# Groups like the mighty handful or les six?



## Manok (Aug 29, 2011)

I was wondering if anyone knew of groups of composers like these two, and tried searching but didn't know if there was a technical term for such groups? While I'm at it I May as well ask if anyone knows of other countries groups?


----------



## joen_cph (Jan 17, 2010)

There´s at least the "New England/Boston Six" Group (Amy Beach, Chadwick, MacDowell, Paine, Foote, Parker .... ). But the term was coined afterwards http://en.wikipedia.org/wiki/Second_New_England_School

And of course the Darmstadt School, but a rather fluent concept http://en.wikipedia.org/wiki/Darmstadt_School


----------



## Mahlerian (Nov 27, 2012)

Well, there was the New England School of composers in the late 19th century, sometimes (according to Wiki) called the "Boston Six", including Paine, Chadwick, Beach, and MacDowell. This was really the first mature group of American composers, although the first truly world-class composer from the US was Ives, in my opinion.

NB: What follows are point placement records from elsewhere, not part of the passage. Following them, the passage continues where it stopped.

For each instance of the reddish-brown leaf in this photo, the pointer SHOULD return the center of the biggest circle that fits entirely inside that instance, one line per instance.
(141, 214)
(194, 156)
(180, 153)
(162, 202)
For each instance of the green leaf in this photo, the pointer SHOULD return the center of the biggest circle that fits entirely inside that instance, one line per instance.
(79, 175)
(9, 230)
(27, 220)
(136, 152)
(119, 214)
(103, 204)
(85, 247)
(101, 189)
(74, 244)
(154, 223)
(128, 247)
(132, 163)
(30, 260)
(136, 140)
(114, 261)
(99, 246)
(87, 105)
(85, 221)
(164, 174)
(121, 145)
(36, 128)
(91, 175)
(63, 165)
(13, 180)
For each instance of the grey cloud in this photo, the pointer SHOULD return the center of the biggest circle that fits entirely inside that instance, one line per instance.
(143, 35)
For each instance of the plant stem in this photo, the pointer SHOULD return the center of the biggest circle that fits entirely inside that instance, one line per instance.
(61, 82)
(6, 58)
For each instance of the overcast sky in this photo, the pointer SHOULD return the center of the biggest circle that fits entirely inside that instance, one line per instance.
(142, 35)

There's also La jeune France, a group that was roughly opposed to the Neoclassicism of Les Six as well as serialism, the most famous two members of which were André Jolivet and Olivier Messiaen.

Finally, Japan had the Jikken Kōbō, a group of composers and artists dedicated to the avant-garde. Composers Tōru Takemitsu and Joji Yuasa were among them.


----------



## Guest (Jun 15, 2013)

There was a pretty distinct crowd in Michigan for awhile. Mumma, Reynolds, Behrman, Ashley and the like. Sonic Arts Union. Some pretty sweet stuff came out of that group.

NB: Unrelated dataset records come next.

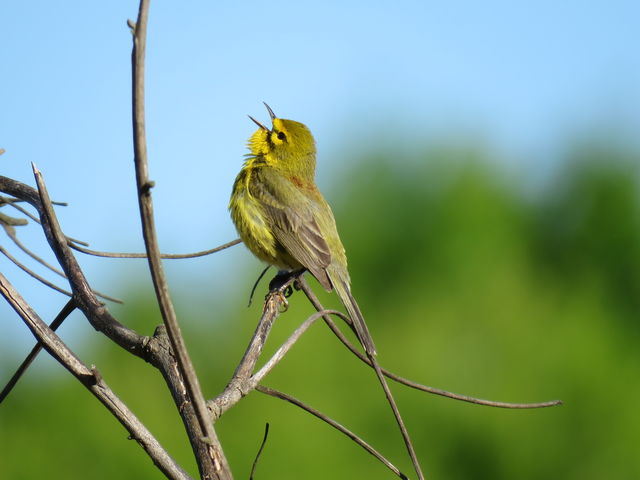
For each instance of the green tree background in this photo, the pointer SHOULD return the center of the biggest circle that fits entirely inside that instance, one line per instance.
(470, 280)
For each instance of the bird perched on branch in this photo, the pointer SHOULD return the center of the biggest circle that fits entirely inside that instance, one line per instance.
(283, 218)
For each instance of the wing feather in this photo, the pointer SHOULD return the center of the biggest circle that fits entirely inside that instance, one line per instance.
(292, 218)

Composers in New York around the same time (early sixties) were often divided into uptown and downtown, though that was much less cohesive.

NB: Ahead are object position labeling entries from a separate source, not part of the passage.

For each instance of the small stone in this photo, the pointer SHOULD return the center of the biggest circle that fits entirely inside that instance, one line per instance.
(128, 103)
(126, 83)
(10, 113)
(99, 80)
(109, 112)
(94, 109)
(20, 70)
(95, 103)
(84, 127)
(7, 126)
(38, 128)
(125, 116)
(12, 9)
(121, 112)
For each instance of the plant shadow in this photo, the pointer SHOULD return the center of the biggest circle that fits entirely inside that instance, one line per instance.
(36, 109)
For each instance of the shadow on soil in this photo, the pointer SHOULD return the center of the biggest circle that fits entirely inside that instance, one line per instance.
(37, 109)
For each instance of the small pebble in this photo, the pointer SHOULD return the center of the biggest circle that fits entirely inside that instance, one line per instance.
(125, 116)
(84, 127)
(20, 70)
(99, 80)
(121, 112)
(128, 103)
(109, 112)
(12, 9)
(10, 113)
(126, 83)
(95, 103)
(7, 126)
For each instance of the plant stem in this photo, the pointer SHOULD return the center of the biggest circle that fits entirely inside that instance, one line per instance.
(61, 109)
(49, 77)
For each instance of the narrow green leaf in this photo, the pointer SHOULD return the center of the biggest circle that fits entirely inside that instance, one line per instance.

More cohesive were the Fluxus folks. Now that was a group! Maciunas, Brecht, Ono, Paik, Higgens. Heady times.

Electronic music studios have had more or less cohesive groups from time to time. The most prominent, probably, was the earliest, the GRM in Paris.


----------



## norman bates (Aug 18, 2010)

what about the "ultramodernists"? Ruth Crawford Seeger, Dane Rudhyar, Henry Cowell, Carl Ruggles, Leo Ornstein, Antheil... but I don't know if they really were a group.


----------



## PetrB (Feb 28, 2012)

Historically lumped together, and an affinity group if not an actual movement,
THE FIVE. (lol.) Russian 'nationalist' composers.... here is the first paragraph from the linked article below.
The Five, also known as The Mighty Handful (Russian: Могучая кучка, Moguchaya kuchka), The Balakirev Circle, and The New Russian School, refers to a circle of composers who met in Saint Petersburg, Russia, in the years 1856-1870: Mily Balakirev (the leader), César Cui, Modest Mussorgsky, Nikolai Rimsky-Korsakov and Alexander Borodin. The group had the aim of producing a specifically Russian kind of art music, rather than one that imitated older European music or relied on European-style conservatory training. In a sense, they were a branch of the Romantic Nationalist movement in Russia, sharing similar artistic goals with the Abramtsevo Colony and Russian Revival.

http://en.wikipedia.org/wiki/The_Five_%28composers%29


----------



## DrKilroy (Sep 29, 2012)

Also the Boston School with Arthur Berger, Irving Fine, Lukas Foss, Alexei Haieff, Harold Shapero and Claudio Spies.

Best regards, Dr


----------